A Górnik zaczyna się spisywać coraz lepiej. W pierwszym wyjazdowym meczu tego sezonu polkowiczanie trochę niespodziewanie polegli w Gliwicach, ale tym razem z wyjazdu przywieźli komplet punktów. Pierwszego gola polkowiczanie zdobyli w swojej pierwszej akcji - w 2. minucie Paweł Pytlarz, wykorzystując niezdecydowanie sosnowieckiej defensywy, dokładnie podał do Adama Łagiewki, który nie dał najmniejszych szans Grzegorzowi Kurdzielowi.

Potem przeważali gospodarze, stwarzali niebezpieczne sytuacje, atakowali, ale w ich akcjach brakowało dokładności bądź skutecznego wykończenia. Przyjezdni natomiast ze skutecznością problemów nie mieli, dodatkowo zadanie ułatwiały im fatalne błędy obrońców gospodarzy (przede wszystkim fatalnie spisywał się Marcin Drzymont). Dzięki serii pomyłek sosnowiczan w ciągu kilkudziesięciu sekund polkowiczanie zadali dwa kolejne ciosy - najpierw do siatki trafił Pytlarz, a chwilę potem na 0:3 podwyższył Tomasz Moskal.

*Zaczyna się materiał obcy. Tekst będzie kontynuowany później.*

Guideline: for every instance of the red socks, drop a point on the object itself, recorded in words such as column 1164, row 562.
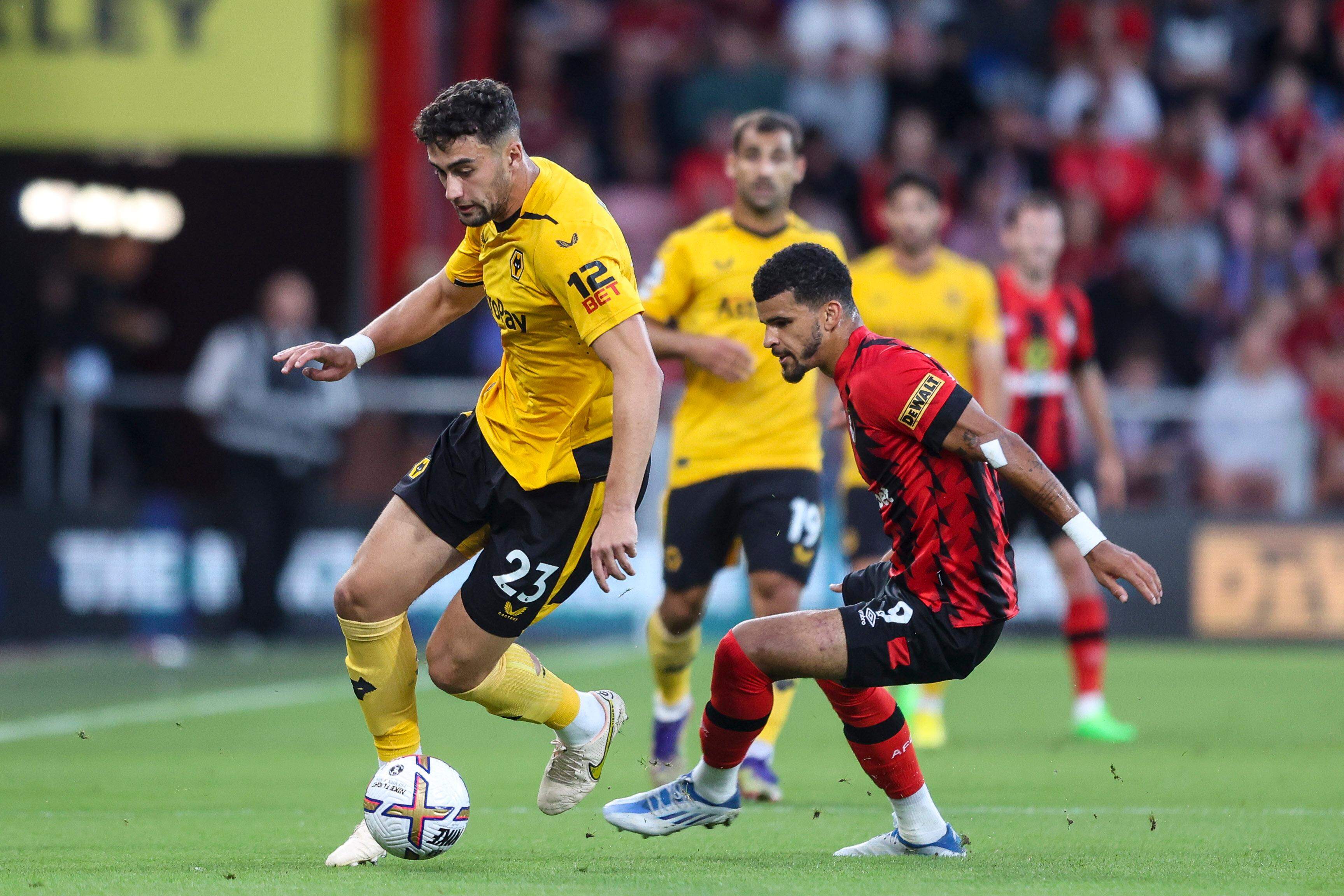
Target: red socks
column 880, row 736
column 1085, row 628
column 741, row 698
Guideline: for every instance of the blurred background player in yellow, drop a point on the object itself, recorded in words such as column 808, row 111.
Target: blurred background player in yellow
column 947, row 307
column 746, row 447
column 1050, row 350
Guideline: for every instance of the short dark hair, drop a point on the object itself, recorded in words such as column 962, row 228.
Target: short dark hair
column 811, row 272
column 1034, row 201
column 915, row 179
column 483, row 109
column 768, row 121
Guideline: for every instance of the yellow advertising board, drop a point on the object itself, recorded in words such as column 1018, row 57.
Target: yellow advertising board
column 1268, row 581
column 214, row 76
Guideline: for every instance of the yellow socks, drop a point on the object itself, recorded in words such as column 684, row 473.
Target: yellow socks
column 784, row 692
column 381, row 659
column 671, row 658
column 520, row 688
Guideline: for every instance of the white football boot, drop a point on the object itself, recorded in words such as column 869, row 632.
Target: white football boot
column 573, row 772
column 359, row 848
column 893, row 844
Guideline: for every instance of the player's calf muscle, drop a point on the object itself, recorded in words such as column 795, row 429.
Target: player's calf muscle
column 796, row 645
column 682, row 610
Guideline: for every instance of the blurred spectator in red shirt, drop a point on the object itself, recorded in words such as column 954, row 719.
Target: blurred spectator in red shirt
column 1119, row 175
column 699, row 183
column 652, row 41
column 912, row 146
column 1085, row 257
column 1181, row 159
column 1077, row 21
column 1285, row 142
column 1267, row 254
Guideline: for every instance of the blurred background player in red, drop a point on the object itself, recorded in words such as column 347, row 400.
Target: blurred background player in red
column 1050, row 348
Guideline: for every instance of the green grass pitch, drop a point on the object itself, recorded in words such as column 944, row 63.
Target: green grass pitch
column 185, row 786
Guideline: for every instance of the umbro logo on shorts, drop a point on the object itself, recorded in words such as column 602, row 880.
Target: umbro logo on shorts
column 898, row 614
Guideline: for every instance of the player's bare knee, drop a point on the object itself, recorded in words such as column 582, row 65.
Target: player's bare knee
column 354, row 602
column 682, row 610
column 451, row 673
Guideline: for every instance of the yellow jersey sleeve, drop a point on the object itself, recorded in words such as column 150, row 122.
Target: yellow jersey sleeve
column 592, row 280
column 464, row 267
column 668, row 288
column 986, row 326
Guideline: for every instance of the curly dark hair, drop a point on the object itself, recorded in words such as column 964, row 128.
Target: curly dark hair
column 483, row 109
column 811, row 272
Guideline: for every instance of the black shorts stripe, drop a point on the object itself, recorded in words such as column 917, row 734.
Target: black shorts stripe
column 877, row 734
column 729, row 723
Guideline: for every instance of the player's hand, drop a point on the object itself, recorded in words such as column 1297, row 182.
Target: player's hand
column 839, row 419
column 615, row 547
column 1111, row 563
column 336, row 361
column 725, row 358
column 1111, row 480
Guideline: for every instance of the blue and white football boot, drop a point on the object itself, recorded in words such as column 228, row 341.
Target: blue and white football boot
column 668, row 809
column 894, row 844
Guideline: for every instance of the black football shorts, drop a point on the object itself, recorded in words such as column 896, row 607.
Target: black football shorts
column 863, row 535
column 894, row 638
column 534, row 545
column 776, row 515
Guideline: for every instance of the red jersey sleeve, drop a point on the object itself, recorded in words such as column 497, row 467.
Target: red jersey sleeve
column 1085, row 347
column 906, row 393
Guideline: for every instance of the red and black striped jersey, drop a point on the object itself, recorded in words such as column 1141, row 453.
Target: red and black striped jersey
column 944, row 514
column 1048, row 338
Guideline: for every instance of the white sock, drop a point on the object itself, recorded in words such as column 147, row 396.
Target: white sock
column 715, row 785
column 761, row 750
column 671, row 711
column 1088, row 704
column 384, row 763
column 917, row 819
column 588, row 724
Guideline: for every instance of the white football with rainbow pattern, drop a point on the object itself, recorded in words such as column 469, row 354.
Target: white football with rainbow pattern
column 416, row 807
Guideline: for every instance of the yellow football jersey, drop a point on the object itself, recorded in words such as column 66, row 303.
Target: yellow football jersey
column 702, row 281
column 557, row 277
column 941, row 312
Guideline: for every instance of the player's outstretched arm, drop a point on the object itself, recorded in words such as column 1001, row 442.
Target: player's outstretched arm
column 425, row 311
column 636, row 391
column 978, row 437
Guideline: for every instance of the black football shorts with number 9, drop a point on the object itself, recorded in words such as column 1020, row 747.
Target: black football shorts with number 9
column 895, row 638
column 534, row 545
column 775, row 515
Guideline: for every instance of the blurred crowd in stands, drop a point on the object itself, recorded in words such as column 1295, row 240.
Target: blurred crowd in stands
column 1198, row 147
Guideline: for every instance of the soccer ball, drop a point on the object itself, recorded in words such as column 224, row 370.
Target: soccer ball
column 416, row 807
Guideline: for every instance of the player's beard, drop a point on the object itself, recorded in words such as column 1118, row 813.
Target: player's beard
column 779, row 199
column 795, row 368
column 480, row 213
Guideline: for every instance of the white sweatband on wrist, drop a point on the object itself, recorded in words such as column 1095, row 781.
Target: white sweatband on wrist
column 994, row 453
column 1084, row 533
column 363, row 348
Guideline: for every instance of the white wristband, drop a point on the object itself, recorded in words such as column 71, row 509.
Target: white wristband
column 994, row 454
column 1084, row 533
column 363, row 348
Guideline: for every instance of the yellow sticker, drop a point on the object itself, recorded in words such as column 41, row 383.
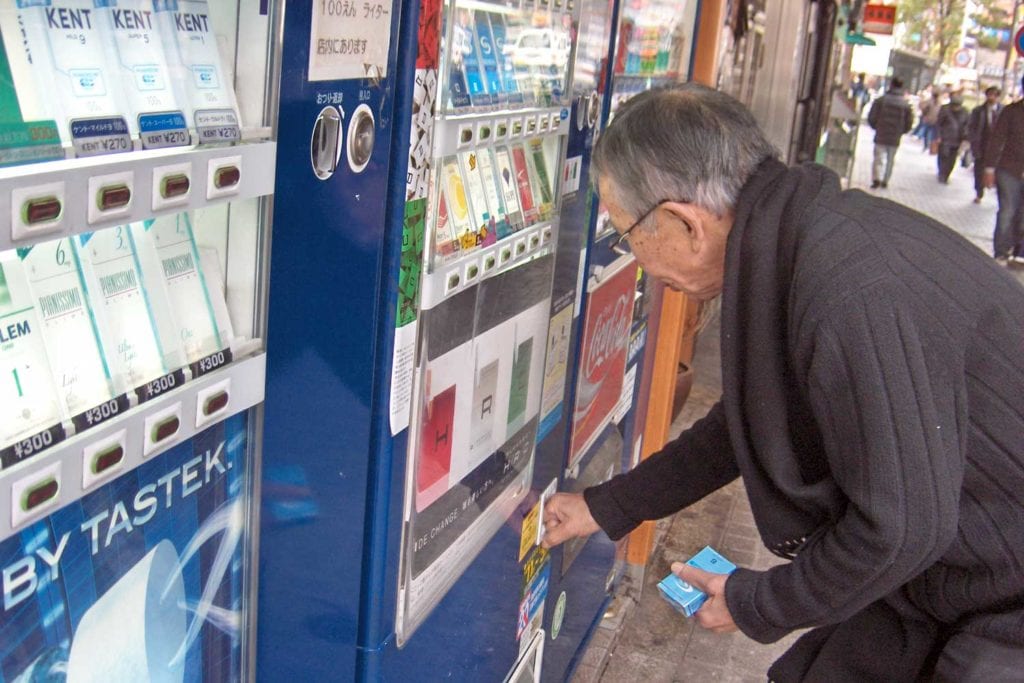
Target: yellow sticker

- Zwłaszcza ten trzeci stracony gol to z naszej strony prawdziwa farsa - denerwował się później Marcin Lachowski, a trener Krzysztof Tochel miał prawo być wściekły, bo jego zawodnicy nie realizowali przygotowanych założeń taktycznych.

- Zakazałem gry na spalone, a niektórzy piłkarze nic sobie z tego zakazu nie robili. Nie będzie tak, że piłkarze rządzą w zespole - powiedział szkoleniowiec Zagłębia i w przerwie wymienił dwóch zawodników. To były trafne posunięcia, bo po przerwie kibice oglądali całkiem inne Zagłębie - sosnowiczanie zaatakowali z furią i pasją, przyjezdni kompletnie się pogubili. Tym razem to miejscowi strzelili dwa gole w ciągu minuty - najpierw Daniel Treściński głową, a sekundy później Lachowski po podaniu Arkadiusza Kłody. Chwilę potem cały stadion poderwał się w ekstazie, bo kibicom wydawało się, że po strzale Bartłomieja Chwalibogowskiego piłka zatrzepotała w siatce, na szczęście dla Górnika uderzenie trafiło w boczną siatkę.

- W pierwszej połowie to my zadaliśmy nokautujący cios, ale po przerwie Zagłębie znokautowało nas - mówił potem trener Górnika Wiesław Wojno.

Sosnowiczanie jeszcze atakowali, gola jednak nie zdobyli. Potem przyjezdni otrząsnęli się z przewagi i mecz się wyrównał. Dramatyczny pojedynek skończył się minimalną porażką gospodarzy, którzy jednak mogli boisko opuszczać z podniesionymi głowami. - W drugiej połowie moi zawodnicy pokazali, że w piłkę grać potrafią. Tą drogą musimy podążać - przekonywał trener Tochel.

Zagłębie Sosnowiec - Górnik Polkowice 2:3 (0:3)

Bramki: 0:1 - Łagiewka (2.), 0:2 - Pytlarz (38.), 0:3 - Moskal (39.), 1:3 - Treściński (53.), 2:3 - Lachowski (54.).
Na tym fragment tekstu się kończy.